Anyhow, I got Taiwan, which was strange, and then I tried to compare that to where I live now. Perhaps it was just a mobile glitch, but Canada wasn’t a choice for comparison. Umm, okay?

22 Queenie { 06.05.14 at 10:01 pm }

This is so interesting to me, because for the last 4 years, we’ve been living abroad and had a couple of moves (and there is another on the horizon). Although our last country was someplace a lot of people love, my husband and I struggled with the core way that local people behaved. It really negatively colored our experience there. We used to say that it was a fun place to visit (i.e., vacation), but a tough place to live, because people’s attitudes really wear on you. So much pessimism and negativity! Conversely, although there are many aspects of our current country that are difficult (i.e., security/crime), the local people are AWESOME, and our quality of life greatly enhanced because of it. I really think that the people you are around, even passively, even those who are not close to you, have a much greater impact on your quality of life than you realize. How you are treated by people on the street, in the grocery story, etc, etc, really matters, way more than I ever would have thought. And then there are how difficult cultures treat children, how educational systems are run–those impact in big and obvious ways. It is so nice to be living in a culture that values family/children, instead of snarling when toddlers appear in restaurants.

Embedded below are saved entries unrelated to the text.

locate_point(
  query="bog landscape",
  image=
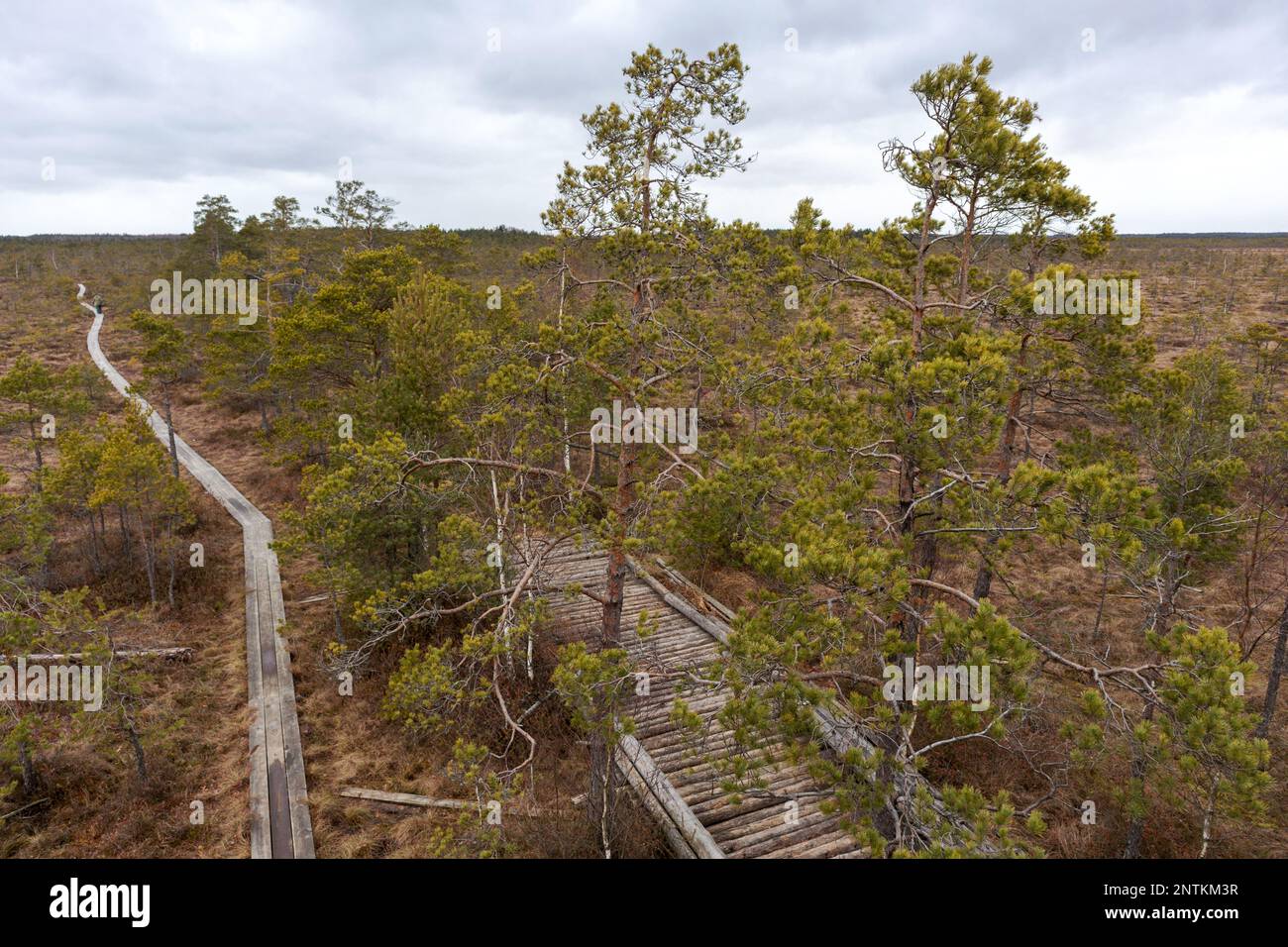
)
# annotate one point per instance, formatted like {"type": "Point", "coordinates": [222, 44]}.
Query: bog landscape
{"type": "Point", "coordinates": [647, 534]}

And now I must go take that quiz. Perhaps it will provide insight no where we should go next.

23 A. { 06.06.14 at 5:56 am }

We would. (We don’t because of money and career roots.) My husband and I fantasize about our dream home in the Bay Area around San Francisco, where we have many friends and visit often. Culturally, we’re more suited for that neck of the woods than our community here on suburban Long Island. Everyone here seems to be pissed off all the time–hair gel and traffic and designer pocketbooks–and I just have no patience for it. Thank God for the beach!

24 Smiling Scar { 06.07.14 at 2:23 am }

Well I moved.. to New Zealand and loved it. Then circumstances took me to italy, which didn’t mesh as well, but I adjusted. I think for me I need large blocks of time surrounded by ‘my people’ or I start to lose myself in my pull towards fitting in and hammering all the ‘me’ of me out of me so I can fit in. I also like the challenge of living with people really different from me and picking up things that make me a better person. There were so many thinks I really didn’t like in Italy that now I see great value in and would totally adopt into my own parenting style (should parenting ever be in my future…)

But in the end, I need to be around people with similar values with me now and then or I just am so exhausted and parts of me never come out to play.

Sadly, when I return home to America, where I grew up, I feel more and more lost, the Italian pieces and the New Zealand influences have shifted me just enough and now I don’t know how to be me here. At least for now..

25 Aerotropolitan Comitissa { 06.16.14 at 11:45 am }

We’re obviously movers. I think if you’re strong enough you can probably start to shape the place around you, but I guess I’ve never felt that strong.

I thought you were going to show the video of those guys who got arrested in Iran for dancing to Pharrell Williams’ “Happy”. Did you see that?